The Bravest Woman in America by Marissa Moss, illustrated by Andrea U’Ren
Ida Lewis loved the sea, from the crash of the waves to the bite of the ocean air. When her father got a job as a lighthouse keeper, she was thrilled. He had to cross back and forth twice a day to check the light, and he took Ida with him, teaching her how to row. He also taught her to care for the lamp and how to rescue people without capsizing herself. When Ida turned 15, her family moved out to live next to the lighthouse. Ida dreamed of becoming the keeper herself one day. That day came early when her father got ill and could no longer care for the lighthouse. So Ida helped more and more. Though she had never rescued anyone, she rowed out to save some boys in a sailboat that capsized. It took all of her determination and strength to save them, but she did.

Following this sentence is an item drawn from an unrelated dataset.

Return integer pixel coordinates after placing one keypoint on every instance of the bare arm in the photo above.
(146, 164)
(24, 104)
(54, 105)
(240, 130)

This book works on so many levels. It is a true story about a real hero who defied what society expected of her and became what she dreamed of. Additionally, it is the story of a girl who was strong, brave and amazing. A girl who relied on her own strength and wits to save others rather than to be rescued herself. Beautiful.
Moss writes the story with drama and action, yet is never heavy handed. She builds up to the accident nicely, showing it happen and then building to the climax of the rescue. This is an rescue story that will have readers cheering.
U’Ren’s art is done in watercolor, ink and acrylic. The colors are deep and lovely, from the changing colors of the sky to the blues and greens of the water that change with the storm. Ida Lewis is always shown as a young lady, never masculinized at all. It adds to the charm and drama of the story.
Highly recommended, this is a great book choice for women’s history units or for any child to learn that girls are heroes too. Appropriate for ages 5-8.
Reviewed from copy received from Tricycle Press.